Il y a les romans qui caressent le lecteur dans le sens du poil, d’autres qui lui tendent une main trop molle pour l’embarquer, ceux qui lassent et ceux dont le contact provoque une réaction épidermique… La Troisième Main n’appartient à aucune de ses catégories. Voilà un roman qui surprend, bouscule et laisse l’empreinte de ses quinze doigts dans l’imaginaire.

Après le formidable Journal sexuel d’un garçon d’aujourd’hui, Il s’agit à nouveau du journal d’un garçon. Mais un garçon un peu candide, atteint d’une monstrueuse difformité. Adolescent à Besançon pendant la guerre de 14-18, le narrateur est pris sous un bombardement puis soigné par un médecin fou qui expérimente sur lui une opération révolutionnaire. Au réveil, le garçon se retrouve avec le bras d’un soldat allemand au niveau du ventre. Cette extension se nomme Hans, et elle n’entend pas se laisser faire.
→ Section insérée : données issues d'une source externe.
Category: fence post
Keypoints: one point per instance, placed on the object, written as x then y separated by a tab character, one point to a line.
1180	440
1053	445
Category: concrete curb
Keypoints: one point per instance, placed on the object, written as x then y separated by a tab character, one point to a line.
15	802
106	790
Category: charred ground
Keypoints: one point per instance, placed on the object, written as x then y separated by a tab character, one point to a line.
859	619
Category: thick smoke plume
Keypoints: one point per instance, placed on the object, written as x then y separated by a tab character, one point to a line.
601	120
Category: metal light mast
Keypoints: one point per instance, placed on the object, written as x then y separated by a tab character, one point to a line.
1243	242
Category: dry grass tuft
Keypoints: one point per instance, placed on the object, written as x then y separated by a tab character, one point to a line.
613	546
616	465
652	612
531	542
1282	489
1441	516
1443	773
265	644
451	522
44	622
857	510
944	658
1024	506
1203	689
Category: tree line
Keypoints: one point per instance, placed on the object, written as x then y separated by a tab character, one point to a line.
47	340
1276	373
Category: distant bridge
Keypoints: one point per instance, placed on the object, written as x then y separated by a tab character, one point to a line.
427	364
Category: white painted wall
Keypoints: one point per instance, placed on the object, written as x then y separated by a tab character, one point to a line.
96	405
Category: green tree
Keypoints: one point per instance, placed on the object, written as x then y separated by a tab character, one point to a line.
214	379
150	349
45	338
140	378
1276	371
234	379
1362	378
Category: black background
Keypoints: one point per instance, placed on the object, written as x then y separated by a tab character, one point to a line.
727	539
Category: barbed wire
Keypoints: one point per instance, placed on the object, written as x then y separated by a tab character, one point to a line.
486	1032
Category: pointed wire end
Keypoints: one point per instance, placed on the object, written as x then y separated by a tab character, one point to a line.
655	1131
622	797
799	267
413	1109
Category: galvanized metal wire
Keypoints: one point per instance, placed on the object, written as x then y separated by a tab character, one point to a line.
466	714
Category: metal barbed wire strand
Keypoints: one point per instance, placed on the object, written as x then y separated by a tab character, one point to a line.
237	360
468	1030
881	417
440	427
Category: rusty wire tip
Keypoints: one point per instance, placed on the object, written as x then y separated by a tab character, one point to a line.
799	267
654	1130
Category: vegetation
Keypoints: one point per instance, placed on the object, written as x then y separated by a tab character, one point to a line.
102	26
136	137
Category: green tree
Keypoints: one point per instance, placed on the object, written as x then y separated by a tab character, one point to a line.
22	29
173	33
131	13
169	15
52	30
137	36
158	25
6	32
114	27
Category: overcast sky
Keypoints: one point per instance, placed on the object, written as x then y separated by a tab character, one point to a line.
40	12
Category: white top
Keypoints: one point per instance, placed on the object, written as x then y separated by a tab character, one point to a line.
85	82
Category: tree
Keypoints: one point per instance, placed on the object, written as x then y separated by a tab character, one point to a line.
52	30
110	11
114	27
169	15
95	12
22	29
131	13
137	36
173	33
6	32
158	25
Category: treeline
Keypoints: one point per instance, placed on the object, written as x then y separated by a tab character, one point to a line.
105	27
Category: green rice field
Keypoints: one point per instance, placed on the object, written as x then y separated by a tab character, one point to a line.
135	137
Arthur Dreyfus, conteur des monstres

Nous voyageons aux cotés de cette « troisième main » animée par le désir. Un désir parfois vengeur, égotiste, voire même… sexuel. Il serait aisé de voir dans cet appendice, une métaphore seule de la pulsion sexuelle. C’est bien plus large. Le récit tourne autour de la culpabilité, sans tomber sans la lourdeur du roman à thème. Pour ce faire, Arthur Dreyfus fait la démonstration de son grand talent de conteur. Son univers est peuplé de monstres de cirque. Les 500 pages du récit font bourlinguer notre héros sur les routes d’Europe, devenant tour à tour prisonnier de guerre, magicien, libertin. L’écriture est parsemée de tics de langage de l’époque. On pense à l’écriture saccadée de Céline dans une version revisitée par un garçon (talentueux) d’aujourd’hui. On se laisse prendre par la main.

La Troisième Main d’Arthur Dreyfus (P.O.L. éditions, 496 p.), 24 €. Arthur Dreyfus sera à la librairie Passages, Lyon 2e, le jeudi 12 octobre à 19h. Entrée libre.